The file's encoding is "ANSI" which commonly maps to Windows-1252 encoding (or its variants) on Windows machines.
When running the app from the command prompt, the JVM (so the Scanner implicitly) will take the system default file encoding which is Windows-1252. Reading the same encoded file with this setup will not cause the problem.
However, Netbeans by default sets the project encoding to utf-8, therefore when running the app from Netbeans its file encoding is utf-8. Reading the file with this encoding resulting to confusion of the scanner. The character "ï" (0xEF) of the text "Caraïbes" is the cause of the problem. Since it is one of characters of BOM ( = 0xEF 0xBB 0xBF) sequence, it is somehow messing up the scanner.
As a solution,
either specify the encoding type of the scanner explicitly
reader = new Scanner(file, "windows-1252");
or convert the input file encoding to utf-8 using notepad or better notepad++, and set encoding type to utf-8 without using system default.

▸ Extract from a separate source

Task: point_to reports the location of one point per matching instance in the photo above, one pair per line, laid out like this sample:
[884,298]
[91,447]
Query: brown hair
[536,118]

reader = new Scanner(file, "utf-8");
However, when the different OSes are considered, working with utf-8 at all places will the preferred way dealing with multi-platform environments. Hence the 2nd way is to go.
It can also depend on the filepathinput input. When jar and netbeans both might be referring to two different files. Possibly with same name in different location. Can you give more information on the filepathinput variable value?